Самоубийство Теглева не слишком удивило его товарищей. Я уже сказывал вам, что, по их понятию, он, как человек «фатальный», должен был выкинуть какую-нибудь необыкновенную штуку, хотя именно этой штуки они, быть может, от него и не ожидали. В письме к батарейному командиру он просил его, во-первых: распорядиться о выключении из списков подпоручика Ильи Теглева, яко самовольно умершего, причем он заявлял, что у него в шкатулке найдется больше наличных денег, чем сколько на нем может оказаться долгов; а во-вторых: доставить важному лицу, командовавшему тогда всем гвардейским корпусом * , другое, незапечатанное письмо, находившееся в том же куверте. Это второе письмо мы, разумеется, все прочитали, некоторые из нас взяли с него копии. Теглев, видимо, трудился над сочинением этого письма. «Вот, Ваше В — ство (так, помнится, начиналось оно), как вы бываете строги и взыскиваете за малейшую неисправность в мундире, за ничтожнейшее отступление от формы, когда к вам является бледный, трепещущий офицер; а вот я теперь являюсь перед нашего общего, неподкупного, неумытного Судию, перед Верховное Существо, перед Существо, которое неизмеримо значительнее даже Вашего В — ства, — и являюсь запросто, в шинели, даже без галстуха на шее…» Ах, какое тяжелое и неприятное впечатление произвела на меня эта фраза, каждое слово, каждая буква которой старательно были выведены детским почерком покойного!

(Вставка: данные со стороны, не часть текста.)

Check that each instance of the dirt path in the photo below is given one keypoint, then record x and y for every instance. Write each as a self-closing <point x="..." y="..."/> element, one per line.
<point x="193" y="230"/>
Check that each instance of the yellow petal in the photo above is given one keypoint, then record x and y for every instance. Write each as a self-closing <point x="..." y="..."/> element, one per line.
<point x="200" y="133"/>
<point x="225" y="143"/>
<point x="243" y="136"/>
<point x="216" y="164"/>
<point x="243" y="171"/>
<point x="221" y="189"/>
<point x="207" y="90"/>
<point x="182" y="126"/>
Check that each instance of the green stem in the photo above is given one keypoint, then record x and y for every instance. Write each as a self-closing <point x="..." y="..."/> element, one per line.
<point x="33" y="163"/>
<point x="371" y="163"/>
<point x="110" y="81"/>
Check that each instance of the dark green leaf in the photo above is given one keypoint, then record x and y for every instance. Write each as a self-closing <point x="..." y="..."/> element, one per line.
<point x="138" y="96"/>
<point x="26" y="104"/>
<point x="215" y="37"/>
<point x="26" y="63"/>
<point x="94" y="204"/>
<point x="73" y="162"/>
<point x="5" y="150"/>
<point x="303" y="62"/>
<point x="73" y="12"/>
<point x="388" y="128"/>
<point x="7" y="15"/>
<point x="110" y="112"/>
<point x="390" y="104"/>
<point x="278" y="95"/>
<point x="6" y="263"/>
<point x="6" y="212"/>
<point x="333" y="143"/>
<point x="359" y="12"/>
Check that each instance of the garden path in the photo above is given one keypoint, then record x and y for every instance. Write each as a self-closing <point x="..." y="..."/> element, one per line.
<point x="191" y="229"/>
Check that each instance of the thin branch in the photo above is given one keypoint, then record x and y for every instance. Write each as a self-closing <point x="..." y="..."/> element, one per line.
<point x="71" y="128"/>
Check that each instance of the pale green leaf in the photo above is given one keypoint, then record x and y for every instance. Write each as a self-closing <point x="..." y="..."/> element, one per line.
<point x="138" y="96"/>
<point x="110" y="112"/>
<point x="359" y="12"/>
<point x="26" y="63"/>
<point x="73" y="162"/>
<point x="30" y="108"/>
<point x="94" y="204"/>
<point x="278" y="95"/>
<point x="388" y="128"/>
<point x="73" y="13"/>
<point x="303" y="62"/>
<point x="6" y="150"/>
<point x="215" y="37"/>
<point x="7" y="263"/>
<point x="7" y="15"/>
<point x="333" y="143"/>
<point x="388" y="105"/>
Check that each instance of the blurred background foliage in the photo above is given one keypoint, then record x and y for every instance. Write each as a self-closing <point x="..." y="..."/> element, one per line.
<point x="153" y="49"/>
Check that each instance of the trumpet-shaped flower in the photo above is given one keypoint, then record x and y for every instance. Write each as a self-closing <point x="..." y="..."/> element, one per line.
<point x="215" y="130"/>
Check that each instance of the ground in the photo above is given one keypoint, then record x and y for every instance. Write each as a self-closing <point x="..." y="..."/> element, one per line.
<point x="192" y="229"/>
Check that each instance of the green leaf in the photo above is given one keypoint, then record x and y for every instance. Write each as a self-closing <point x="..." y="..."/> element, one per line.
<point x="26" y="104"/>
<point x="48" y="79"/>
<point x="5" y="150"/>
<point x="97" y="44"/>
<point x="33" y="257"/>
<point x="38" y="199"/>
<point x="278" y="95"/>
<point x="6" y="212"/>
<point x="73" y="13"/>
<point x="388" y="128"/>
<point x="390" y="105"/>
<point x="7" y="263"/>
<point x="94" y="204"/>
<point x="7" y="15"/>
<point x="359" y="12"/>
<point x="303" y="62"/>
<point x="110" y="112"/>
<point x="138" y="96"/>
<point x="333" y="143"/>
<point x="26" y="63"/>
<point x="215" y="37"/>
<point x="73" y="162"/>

Неужели, спрашивал я самого себя, неужели стоило придумывать такой вздор в такую минуту? А Теглеву, очевидно понравилась эта фраза: он для нее пустил в ход все бывшие тогда в моде нагромождения эпитетов и амплификаций à la Марлинский. Дальше он упоминал о судьбе, о гонениях, о своем призвании, которое так и осталось неисполненным, о тайне, которую он унесет в могилу, о людях, которые не хотели его понять; приводил даже стихи какого-то поэта, который говорил о толпе, что она носит жизнь, «как ошейник», и в порок въедается, «как репейник», — и всё это не без орфографических ошибок. Правду сказать, это предсмертное письмо бедного Теглева было довольно пошло — и я воображаю презрительное недоумение высокой особы, на имя которой оно было адресовано, — воображаю, каким тоном она произнесла: «Дрянной офицер! Дурную траву из поля вон!» Перед самым только концом письма вырвался из сердца Теглева искренний крик. «Ах, Ваше В — ство! — так заключал он свое послание, — я сирота, меня некому было любить смолоду — и все меня чуждались… а единственное сердце, которое отдалось мне, — я сам загубил!»

В кармане шинели у Теглева Семен нашел альбомчик, с которым его господин не расставался. Но почти все листы были вырваны; уцелел только один, на котором стояло следующее вычисление:

Том 8. Повести и рассказы 1868-1872 - i_001.png

Бедняк! уж не оттого ли он и пошел в артиллеристы? *

Его похоронили, как самоубийцу — вне кладбища, — и немедленно о нем позабыли.

XVIII

На другой день после похорон Теглева (я находился еще в деревне, в ожидании брата) Семен вошел в избу и доложил, что Илья желает меня видеть.

— Какой Илья? — спросил я.

— А наш разносчик.

Я велел позвать его.

Он явился. Пожалел слегка о господине подпоручике; удивился, что, мол, это с ним такое попритчилось…

— Он остался тебе должен? — спросил я.

— Никак нет-с. Они что забирали — всё сейчас выплачивали в аккурате. А вот что-с… — Тут разносчик осклабился. — Досталась вам одна моя вещица…

— Какая такая вещица?

— А самая вот эта-с. — Он показал пальцем на резной гребешок, лежавший на туалетном столике. — Вещица малой важности-с, — продолжал балагур, — но как я ее получил в подарок…

Я вдруг поднял голову. Меня как светом озарило.

— Твое имя Илья?

— Точно так-с.

— Так уж это не тебя ли я… намедни… под ветлою?

Разносчик подмигнул глазом и еще пуще осклабился.

— Меня-с.

— И это тебязвали?…

— Меня-с, — повторил разносчик с игривой скромностью. — Тут есть одна девица, — продолжал он фальцетом, — которая, по причине очень большой строгости со стороны родителей…

— Хорошо, хорошо, — перебил я его, вручил ему гребешок и выпроводил его вон.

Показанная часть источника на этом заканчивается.